The efficiency of gene transfer is has been a major obstacle to the successful translation of gene therapy into the clinic. The rate of in vivo viral transduction reported in clinical trials is too low to induce any physiological impact. The efficiency of gene transfer to the heart can be improved by increasing perfusion pressure, coronary flow, vector dose, and dwell time. The preferred method of administering the vector is through percutaneous intracoronary artery infusion, since this approach more readily ensures gene delivery to the viable myocardium. The Calcium Up-Regulation by Percutaneous Administration of Gene Therapy In Cardiac Disease (CUPID) clinical trials investigated this method of intracoronary administration of AAV type 1 (AAV1)/SERCA2a in patients with Class III/IV HF. CUPID 1 was a randomised, doubleblind, placebo-controlled, Phase IIa study in patients with advanced HF. Following the administration of intracoronary AAV1/SERCA2a or placebo, significant increases in time to clinical events and decreased frequency of cardiovascular events were observed at 12 months in the treatment group (hazard ratio=0.12; P=0.003), and mean duration of cardiovascular hospitalisations over 12 months was substantially decreased (0.4 versus 4.5 days; P=0.05) on high-dose treatment versus placebo.3
The follow-up and larger Phase IIb study (CUPID 2) is the largest gene transfer study carried out in humans to date (n=250). However, AAV1/SERCA2a at the dose tested did not show an improvement in the primary endpoint.4 Possible reasons for this disappointing result include insufficient myocardial uptake, because the AAV concentration was too low (the US Food and Drug Administration did not allow the use of higher doses), and the method of gene transfer was inadequate. While previous data in animals had showed a high percentage of infected cardiomyocytes (30–75 %), data from CUPID 2 showed that the uptake in humans was much lower (<0.5–1 %). The method of gene transfer in CUPID 2 trial was clearly inadequate.

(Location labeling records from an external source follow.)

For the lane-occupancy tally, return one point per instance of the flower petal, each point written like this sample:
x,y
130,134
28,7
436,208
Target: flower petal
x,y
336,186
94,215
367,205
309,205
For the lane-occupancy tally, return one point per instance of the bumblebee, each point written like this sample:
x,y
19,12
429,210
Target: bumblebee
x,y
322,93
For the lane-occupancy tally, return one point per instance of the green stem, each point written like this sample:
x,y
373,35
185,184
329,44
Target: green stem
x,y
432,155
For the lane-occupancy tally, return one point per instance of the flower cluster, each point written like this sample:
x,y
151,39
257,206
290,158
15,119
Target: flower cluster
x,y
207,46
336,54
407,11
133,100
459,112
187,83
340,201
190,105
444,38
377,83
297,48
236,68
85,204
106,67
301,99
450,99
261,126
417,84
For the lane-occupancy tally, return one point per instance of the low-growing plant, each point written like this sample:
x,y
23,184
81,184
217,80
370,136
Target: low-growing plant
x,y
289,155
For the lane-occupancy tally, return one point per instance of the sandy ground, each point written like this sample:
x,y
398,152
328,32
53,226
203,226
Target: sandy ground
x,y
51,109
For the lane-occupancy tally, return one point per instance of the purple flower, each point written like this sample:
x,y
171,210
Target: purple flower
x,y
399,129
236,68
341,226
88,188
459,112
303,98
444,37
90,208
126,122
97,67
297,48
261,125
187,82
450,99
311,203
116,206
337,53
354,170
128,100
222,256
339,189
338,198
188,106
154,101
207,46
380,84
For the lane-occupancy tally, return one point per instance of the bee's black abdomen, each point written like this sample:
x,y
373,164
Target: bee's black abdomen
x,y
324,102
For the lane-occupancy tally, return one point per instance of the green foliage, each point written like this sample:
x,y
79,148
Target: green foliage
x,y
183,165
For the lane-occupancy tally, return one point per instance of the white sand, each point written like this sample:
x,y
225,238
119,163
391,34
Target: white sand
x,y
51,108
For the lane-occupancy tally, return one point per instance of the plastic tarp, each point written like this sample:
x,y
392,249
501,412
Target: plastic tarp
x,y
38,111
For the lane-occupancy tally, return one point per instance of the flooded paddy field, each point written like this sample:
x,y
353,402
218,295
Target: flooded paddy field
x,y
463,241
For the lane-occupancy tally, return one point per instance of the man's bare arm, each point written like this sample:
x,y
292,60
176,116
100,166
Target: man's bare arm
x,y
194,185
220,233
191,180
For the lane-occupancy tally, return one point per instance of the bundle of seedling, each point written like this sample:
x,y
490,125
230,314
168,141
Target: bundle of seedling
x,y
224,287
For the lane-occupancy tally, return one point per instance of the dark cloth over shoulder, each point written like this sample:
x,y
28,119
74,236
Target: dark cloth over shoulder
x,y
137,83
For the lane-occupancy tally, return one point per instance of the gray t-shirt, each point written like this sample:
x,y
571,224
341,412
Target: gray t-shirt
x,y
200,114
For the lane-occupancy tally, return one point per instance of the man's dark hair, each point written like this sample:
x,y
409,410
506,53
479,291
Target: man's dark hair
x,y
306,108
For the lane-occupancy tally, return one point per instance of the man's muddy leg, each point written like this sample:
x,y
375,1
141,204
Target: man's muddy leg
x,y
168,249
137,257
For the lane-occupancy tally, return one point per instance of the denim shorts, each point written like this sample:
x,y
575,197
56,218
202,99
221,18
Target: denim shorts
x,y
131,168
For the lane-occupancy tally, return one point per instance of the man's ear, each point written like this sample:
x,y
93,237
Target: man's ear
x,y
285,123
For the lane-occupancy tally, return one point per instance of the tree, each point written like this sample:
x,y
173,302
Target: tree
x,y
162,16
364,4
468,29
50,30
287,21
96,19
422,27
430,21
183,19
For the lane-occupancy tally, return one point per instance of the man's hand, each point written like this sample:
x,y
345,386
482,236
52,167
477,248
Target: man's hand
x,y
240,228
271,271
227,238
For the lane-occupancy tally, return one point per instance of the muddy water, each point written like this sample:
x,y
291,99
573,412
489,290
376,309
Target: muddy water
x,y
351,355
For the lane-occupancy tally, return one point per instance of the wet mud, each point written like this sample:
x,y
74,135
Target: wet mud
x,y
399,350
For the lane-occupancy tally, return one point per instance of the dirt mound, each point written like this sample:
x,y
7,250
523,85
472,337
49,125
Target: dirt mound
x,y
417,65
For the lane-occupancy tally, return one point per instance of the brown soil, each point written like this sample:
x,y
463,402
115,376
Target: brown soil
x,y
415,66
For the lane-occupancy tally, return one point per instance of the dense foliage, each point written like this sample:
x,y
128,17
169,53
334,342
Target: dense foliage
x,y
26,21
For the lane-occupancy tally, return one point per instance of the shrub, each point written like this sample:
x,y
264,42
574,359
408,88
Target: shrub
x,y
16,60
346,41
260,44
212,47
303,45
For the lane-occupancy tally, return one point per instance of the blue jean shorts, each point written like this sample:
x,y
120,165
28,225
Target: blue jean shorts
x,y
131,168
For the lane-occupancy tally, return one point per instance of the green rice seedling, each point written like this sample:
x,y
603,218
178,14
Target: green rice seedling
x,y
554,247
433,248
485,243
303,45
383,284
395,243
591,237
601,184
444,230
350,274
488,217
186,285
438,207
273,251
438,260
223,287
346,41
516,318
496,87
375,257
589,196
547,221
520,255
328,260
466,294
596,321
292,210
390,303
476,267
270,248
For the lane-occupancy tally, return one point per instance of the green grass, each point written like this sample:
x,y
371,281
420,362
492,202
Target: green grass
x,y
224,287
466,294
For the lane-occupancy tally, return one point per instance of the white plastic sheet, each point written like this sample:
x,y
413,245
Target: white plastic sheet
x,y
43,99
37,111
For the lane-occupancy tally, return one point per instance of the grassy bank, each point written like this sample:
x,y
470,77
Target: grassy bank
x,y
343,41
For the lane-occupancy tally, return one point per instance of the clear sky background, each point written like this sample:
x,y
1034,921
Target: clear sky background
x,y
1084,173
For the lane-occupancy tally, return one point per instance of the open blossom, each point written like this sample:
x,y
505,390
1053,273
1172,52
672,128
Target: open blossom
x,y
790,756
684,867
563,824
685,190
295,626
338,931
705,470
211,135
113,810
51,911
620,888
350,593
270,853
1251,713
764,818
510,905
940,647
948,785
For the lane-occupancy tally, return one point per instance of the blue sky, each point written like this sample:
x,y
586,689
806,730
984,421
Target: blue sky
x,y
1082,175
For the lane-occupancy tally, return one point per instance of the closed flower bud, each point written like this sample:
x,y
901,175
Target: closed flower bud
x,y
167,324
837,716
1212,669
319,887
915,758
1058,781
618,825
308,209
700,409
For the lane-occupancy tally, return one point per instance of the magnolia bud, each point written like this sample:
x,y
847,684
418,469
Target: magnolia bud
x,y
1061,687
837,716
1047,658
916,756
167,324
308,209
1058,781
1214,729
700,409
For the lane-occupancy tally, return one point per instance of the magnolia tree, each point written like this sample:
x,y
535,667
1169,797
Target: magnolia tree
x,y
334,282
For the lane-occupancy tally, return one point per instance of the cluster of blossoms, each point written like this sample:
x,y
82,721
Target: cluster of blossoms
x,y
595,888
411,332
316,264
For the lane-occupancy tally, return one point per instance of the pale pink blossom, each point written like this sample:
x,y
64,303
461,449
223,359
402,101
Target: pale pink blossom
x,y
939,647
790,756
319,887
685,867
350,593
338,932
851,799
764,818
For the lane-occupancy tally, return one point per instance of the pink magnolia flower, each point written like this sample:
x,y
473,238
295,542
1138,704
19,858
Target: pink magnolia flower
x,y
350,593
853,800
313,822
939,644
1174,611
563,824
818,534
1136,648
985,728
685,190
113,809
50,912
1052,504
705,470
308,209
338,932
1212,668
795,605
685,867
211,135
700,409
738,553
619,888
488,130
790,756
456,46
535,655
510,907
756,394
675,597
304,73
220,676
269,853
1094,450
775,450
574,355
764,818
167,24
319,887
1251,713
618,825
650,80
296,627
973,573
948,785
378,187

Dr Hajjar presented his current hypothesis that involves improving gene delivery by using the Impella device to enhance viral uptake. He proposed that Impella support could affect uptake in two ways. First, viral uptake is adversely affected by increased left ventricle (LV) diameter, end diastolic pressure and sympathetic activation, leading to increased wall stress. Further, the inflammation, cell death, ischaemia and myocyte destruction at the time of a myocardial infarction (MI) also provides a hostile environment for vectors. Acute unloading with the Impella mitigates these adverse conditions. Second, the Impella could be used to haemodynamically support the patient while the vector is delivered into the coronary system during temporary coronary balloon occlusion. This would allow for a longer dwell time and minimise the risk of haemodynamic collapse.
Dr Hajjar presented data from his current studies. In a porcine model of subacute ischaemic HF, MI is induced, and the heart is allowed to remodel for 2 weeks. Gene delivery under Impella support then commences at this time point. Early data shows that this approach reduces LV wall stress, decreases end diastolic pressure, increases epicardial coronary flow, and increases myocardial perfusion, specifically in the infarct region (see Figure 1).5 Thus far, all pigs receiving Impella support during vector delivery while occluding the coronary artery have been successfully bridged through the procedure without incident, while all pigs that did not receive mechanical support suffered haemodynamic collapse and required cardioversion or other intervention.
In conclusion, these ongoing studies hope to demonstrate that by enhancing coronary flow, perfusion pressure can be increased while at the same time the unloading will allow a better environment for more aggressive gene delivery.